DuckDuckGo search certbot redirect without domain name.

DuckDuckGo search *certbot redirect without domain name*.
Benjamin_Loison commented 2024-11-15 13:46:07 +01:00
Author
Owner
Copy Link

Could just disable HTTP but it is nice as a shortcut and more user-friendly approach to just redirect.

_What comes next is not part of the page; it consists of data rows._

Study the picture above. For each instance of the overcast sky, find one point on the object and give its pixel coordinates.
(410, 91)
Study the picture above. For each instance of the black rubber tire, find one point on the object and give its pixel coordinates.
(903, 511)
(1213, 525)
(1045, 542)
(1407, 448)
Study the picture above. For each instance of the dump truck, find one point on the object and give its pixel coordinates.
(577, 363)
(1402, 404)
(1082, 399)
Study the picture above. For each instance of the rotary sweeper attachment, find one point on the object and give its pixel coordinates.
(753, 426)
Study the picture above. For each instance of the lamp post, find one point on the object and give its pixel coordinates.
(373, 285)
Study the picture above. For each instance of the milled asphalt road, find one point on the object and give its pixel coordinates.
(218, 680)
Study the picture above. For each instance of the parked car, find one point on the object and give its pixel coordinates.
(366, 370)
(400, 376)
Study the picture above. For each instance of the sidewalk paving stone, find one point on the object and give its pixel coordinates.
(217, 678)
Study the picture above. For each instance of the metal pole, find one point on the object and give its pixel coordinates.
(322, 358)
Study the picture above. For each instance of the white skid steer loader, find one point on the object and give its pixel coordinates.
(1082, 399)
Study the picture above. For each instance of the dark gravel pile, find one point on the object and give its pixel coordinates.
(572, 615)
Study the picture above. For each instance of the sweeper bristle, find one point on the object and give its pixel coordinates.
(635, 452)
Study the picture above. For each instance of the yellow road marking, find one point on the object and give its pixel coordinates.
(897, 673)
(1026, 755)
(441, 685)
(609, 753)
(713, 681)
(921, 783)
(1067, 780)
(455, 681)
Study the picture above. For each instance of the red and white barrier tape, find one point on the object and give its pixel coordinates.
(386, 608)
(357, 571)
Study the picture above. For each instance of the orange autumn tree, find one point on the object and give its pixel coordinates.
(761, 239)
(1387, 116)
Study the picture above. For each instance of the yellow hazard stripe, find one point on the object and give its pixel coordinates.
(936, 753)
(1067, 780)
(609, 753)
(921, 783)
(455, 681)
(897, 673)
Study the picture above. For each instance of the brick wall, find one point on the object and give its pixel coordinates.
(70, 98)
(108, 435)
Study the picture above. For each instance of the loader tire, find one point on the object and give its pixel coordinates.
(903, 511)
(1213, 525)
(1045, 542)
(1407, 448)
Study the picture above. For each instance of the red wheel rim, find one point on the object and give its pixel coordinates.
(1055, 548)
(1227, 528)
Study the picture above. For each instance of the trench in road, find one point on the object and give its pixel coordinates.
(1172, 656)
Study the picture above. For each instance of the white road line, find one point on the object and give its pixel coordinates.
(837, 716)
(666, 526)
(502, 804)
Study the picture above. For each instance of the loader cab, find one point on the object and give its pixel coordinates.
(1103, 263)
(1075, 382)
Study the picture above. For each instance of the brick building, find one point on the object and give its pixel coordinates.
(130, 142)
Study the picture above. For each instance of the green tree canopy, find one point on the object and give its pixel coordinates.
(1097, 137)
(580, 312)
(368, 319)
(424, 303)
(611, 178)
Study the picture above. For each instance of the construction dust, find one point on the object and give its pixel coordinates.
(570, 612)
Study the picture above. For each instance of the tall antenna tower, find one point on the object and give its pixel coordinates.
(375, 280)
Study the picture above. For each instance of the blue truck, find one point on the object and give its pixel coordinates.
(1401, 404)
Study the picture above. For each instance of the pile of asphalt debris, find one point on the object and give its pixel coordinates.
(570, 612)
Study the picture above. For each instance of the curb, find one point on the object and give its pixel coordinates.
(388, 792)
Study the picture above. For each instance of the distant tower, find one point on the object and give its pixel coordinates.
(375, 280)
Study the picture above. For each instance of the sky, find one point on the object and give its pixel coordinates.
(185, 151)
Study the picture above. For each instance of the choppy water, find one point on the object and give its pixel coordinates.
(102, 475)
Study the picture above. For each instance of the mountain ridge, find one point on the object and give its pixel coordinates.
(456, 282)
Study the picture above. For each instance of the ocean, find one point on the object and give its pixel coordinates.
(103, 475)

Could just disable HTTP but it is nice as a shortcut and more user-friendly approach to just redirect.
Benjamin_Loison commented 2024-11-15 13:57:32 +01:00
Author
Owner
Copy Link

Adding to /etc/apache2/sites-enabled/000-default.conf:

Redirect permanent / https://XXX.XXX.XXX.XXX

Source: the Stack Overflow answer 16201658

sudo service apache2 reload
curl http://XXX.XXX.XXX.XXX/test
Output: 
<!DOCTYPE HTML PUBLIC "-//IETF//DTD HTML 2.0//EN">
<html><head>
<title>301 Moved Permanently</title>
</head><body>
<h1>Moved Permanently</h1>
<p>The document has moved <a href="https://XXX.XXX.XXX.XXXtest">here</a>.</p>
<hr>
<address>Apache/2.4.58 (Ubuntu) Server at XXX.XXX.XXX.XXX Port 80</address>
</body></html>

Adding to /etc/apache2/sites-enabled/000-default.conf:

Redirect permanent / https://XXX.XXX.XXX.XXX/

sudo service apache2 reload
curl http://XXX.XXX.XXX.XXX/test
Output: 
<!DOCTYPE HTML PUBLIC "-//IETF//DTD HTML 2.0//EN">
<html><head>
<title>301 Moved Permanently</title>
</head><body>
<h1>Moved Permanently</h1>
<p>The document has moved <a href="https://XXX.XXX.XXX.XXX/test">here</a>.</p>
<hr>
<address>Apache/2.4.58 (Ubuntu) Server at XXX.XXX.XXX.XXX Port 80</address>
</body></html>

How to avoid hardcoding the IP?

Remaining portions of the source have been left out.